〈A THOUSAND VARIABLES.〉
(c). The next stage in the arithmetic is the number of times {127} the four processes of addition, subtraction, multiplication, and division can be repeated. It is obvious that four different cards thus punched
would give the orders for the four rules of arithmetic.
Now there is no limit to the number of such cards which may be strung together according to the nature of the operations required. Consequently the condition (c) is fulfilled.
(d). The fourth arithmetical condition (d), that the order of succession in which these operations can be varied, is itself unlimited, follows as a matter of course.
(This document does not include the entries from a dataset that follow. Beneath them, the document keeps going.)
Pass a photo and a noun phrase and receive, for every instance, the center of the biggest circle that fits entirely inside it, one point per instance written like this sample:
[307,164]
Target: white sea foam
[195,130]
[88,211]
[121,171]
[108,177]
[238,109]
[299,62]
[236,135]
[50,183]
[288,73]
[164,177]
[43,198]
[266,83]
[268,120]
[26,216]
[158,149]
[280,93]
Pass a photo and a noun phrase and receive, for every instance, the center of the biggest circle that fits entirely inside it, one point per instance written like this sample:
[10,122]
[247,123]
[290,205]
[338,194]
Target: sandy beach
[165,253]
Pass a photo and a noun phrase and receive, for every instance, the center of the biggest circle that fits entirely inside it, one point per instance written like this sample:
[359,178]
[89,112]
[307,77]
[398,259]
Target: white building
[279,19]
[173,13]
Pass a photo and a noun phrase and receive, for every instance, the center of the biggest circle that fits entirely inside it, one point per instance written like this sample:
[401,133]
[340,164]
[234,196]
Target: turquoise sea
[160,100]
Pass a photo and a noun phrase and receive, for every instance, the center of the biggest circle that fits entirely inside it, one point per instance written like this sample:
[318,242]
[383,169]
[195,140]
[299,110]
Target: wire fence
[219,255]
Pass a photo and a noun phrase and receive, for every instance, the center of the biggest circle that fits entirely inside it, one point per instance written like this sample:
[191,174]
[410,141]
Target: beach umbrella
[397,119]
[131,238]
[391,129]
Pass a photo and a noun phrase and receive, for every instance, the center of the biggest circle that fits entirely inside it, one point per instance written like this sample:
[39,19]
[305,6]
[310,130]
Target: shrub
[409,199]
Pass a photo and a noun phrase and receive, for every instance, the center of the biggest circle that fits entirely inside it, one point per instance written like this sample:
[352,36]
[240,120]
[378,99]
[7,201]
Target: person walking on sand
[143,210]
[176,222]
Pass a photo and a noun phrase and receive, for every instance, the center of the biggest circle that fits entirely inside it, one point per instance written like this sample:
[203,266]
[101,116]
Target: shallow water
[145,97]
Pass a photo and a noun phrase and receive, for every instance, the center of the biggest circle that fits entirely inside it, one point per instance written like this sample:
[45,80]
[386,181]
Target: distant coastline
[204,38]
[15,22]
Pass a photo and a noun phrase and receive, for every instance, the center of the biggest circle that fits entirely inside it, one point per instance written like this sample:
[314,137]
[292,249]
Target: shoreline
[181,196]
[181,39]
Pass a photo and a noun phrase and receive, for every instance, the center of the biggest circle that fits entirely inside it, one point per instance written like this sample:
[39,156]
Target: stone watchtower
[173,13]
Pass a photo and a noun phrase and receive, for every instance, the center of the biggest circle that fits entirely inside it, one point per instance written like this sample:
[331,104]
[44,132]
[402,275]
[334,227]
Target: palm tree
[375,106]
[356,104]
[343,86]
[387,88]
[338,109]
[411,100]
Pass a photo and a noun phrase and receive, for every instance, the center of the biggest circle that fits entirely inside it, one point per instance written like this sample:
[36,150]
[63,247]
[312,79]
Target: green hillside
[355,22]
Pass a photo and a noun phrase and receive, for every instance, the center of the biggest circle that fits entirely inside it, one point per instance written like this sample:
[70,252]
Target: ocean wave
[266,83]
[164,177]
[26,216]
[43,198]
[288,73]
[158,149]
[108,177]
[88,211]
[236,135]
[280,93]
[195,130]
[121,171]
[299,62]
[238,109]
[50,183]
The four remaining conditions which must be fulfilled, in order to render the Analytical Engine as general as the science of which it is the powerful executive, relate to algebraic quantities with which it operates.
The thousand columns, each capable of holding any number of less than fifty-one places of figures, may each represent a constant or a variable quantity. These quantities I have called by the comprehensive title of variables, and have denoted them by Vn, with an index below. In the machine I have designed, n may vary from 0 to 999. But after any one or more columns have been used for variables, if those variables are not required afterwards, they may be printed upon paper, and the columns themselves again used for other variables. In such cases the variables must have a new index; thus, mVn. I propose to make n vary from 0 to 99. If more variables are required, these may be supplied by Variable Cards, which may follow each other in unlimited succession. Each card will cause its symbol to be printed with its proper indices. {128}
For the sake of uniformity, I have used V with as many indices as may be required throughout the Engine. This, however, does not prevent the printed result of a development from being represented by any letters which may be thought to be more convenient. In that part in which the results are printed, type of any form may be used, according to the taste of the proposer of the question.
It thus appears that the two conditions, (e) and (f), which require that the number of constants and of variables should be unlimited, are both fulfilled.